Cannabis in the High Court

U.S. Supreme Court weighs definition of marijuana

Supreme Court weighs on definition of marijuana

Police raided the Pennsylvania home of Justin Rashaad Brown in November 2016. Upon searching his residence, they found cocaine, cash and a firearm. He was arrested. At the time, Brown was already a convicted felon with five prior drug offenses — one for delivering cocaine and four for possessing marijuana with intent to deliver. 

Those prior offenses and the presence of the gun changed things for Brown. The 10-year maximum he would have otherwise faced was bumped to a 15-year minimum because of a federal law known as the Armed Career Criminal Act (ACCA). In July 2019, Brown pleaded guilty to the charges and was sentenced to 15 years in prison.

In 2018, after his arrest and before his sentencing, another law was passed that has given Brown legal grounds to challenge the ACCA enhancement. The United States Department of Agriculture’s (USDA) Agricultural Improvement Act — commonly called the 2018 Farm Bill —  changed the federal definition of marijuana, removing hemp from the Controlled Substances Act (CSA). Brown’s lawyer, Jeffery Green, argues that the act of decriminalization invalidated four of Brown’s five prior state drug offenses, negating the basis for his federal ACCA enhancement. 

The U.S. Supreme Court rarely weighs in on cannabis-related cases. But Brown v. U.S.A. highlights a gap being created as federal and state laws surrounding cannabis change and drift apart. Green made his oral arguments on Nov. 27. 

Boulder Weekly reached out to Green for comment, but he declined.

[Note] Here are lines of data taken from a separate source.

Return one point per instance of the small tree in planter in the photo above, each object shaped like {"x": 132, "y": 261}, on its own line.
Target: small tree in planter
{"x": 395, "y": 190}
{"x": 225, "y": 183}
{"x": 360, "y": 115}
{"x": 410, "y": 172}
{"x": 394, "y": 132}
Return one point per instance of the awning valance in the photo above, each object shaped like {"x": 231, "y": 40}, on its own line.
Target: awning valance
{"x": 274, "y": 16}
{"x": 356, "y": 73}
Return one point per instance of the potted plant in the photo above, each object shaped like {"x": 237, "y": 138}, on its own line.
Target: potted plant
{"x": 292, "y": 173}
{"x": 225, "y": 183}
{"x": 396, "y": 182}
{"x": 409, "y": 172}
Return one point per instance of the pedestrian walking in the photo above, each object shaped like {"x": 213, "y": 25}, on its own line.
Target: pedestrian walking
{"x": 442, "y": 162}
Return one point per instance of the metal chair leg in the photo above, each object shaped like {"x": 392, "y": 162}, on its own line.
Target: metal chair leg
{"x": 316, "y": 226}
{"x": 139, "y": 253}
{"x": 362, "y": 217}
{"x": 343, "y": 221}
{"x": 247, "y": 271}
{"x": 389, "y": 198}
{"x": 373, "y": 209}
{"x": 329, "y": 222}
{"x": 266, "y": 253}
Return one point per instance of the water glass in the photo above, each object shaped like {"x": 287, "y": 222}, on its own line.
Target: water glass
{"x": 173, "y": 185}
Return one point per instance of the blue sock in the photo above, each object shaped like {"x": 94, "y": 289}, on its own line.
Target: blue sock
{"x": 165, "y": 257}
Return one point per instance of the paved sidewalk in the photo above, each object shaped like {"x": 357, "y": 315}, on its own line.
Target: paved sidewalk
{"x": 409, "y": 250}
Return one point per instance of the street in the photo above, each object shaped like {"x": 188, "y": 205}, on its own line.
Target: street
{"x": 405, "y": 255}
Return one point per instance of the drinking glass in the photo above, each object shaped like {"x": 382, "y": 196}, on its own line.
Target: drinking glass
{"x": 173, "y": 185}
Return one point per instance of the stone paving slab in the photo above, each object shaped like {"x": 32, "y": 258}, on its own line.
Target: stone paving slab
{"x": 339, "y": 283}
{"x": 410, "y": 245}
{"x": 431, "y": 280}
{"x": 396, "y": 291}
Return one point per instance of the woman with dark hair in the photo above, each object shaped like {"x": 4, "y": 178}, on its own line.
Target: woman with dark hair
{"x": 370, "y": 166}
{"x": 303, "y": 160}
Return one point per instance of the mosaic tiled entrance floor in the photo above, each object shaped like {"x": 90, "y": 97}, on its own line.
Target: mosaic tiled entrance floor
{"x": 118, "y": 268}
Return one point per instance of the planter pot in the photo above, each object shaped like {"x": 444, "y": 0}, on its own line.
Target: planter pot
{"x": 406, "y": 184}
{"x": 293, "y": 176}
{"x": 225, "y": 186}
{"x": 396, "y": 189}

The two pieces of federal legislation at the core of Brown v. U.S.A. are separated by 34 years. The ACCA was passed in 1984, and it mandates that anyone with three prior violent felonies or serious drug offenses — like Brown — caught in possession of a firearm should receive an extra five-year minimum sentence on top of the 10-year sentence convicted felons automatically receive when found in possession of a firearm. It’s a sentence enhancer that’s leveled against serious offenders with the greatest potential for recidivism, designed to prevent the most dangerous felons from owning deadly weapons.

The second piece of legislation at the heart of Brown v. U.S.A., the 2018 Farm Bill has nothing to do with criminal sentences. It’s an agricultural bill meant to support American farmers with government programs, insurance and conservation assistance. 

But according to Green, the section lawmakers included on hemp fundamentally changes Brown’s case. Among many other things, the Farm Bill narrowed the legal definition of “marijuana” within the CSA to exclude any plant containing less than .3% THC by dry weight and any product derived from it. 

The eventual ruling in Brown v. U.S.A. could affect many other criminal defendants in the American prison system, especially if the Federal government decriminalizes cannabis entirely. Any felon facing mandatory minimum sentences for gun possession, resulting from past drug crimes related to cannabis, could have their case re-examined. 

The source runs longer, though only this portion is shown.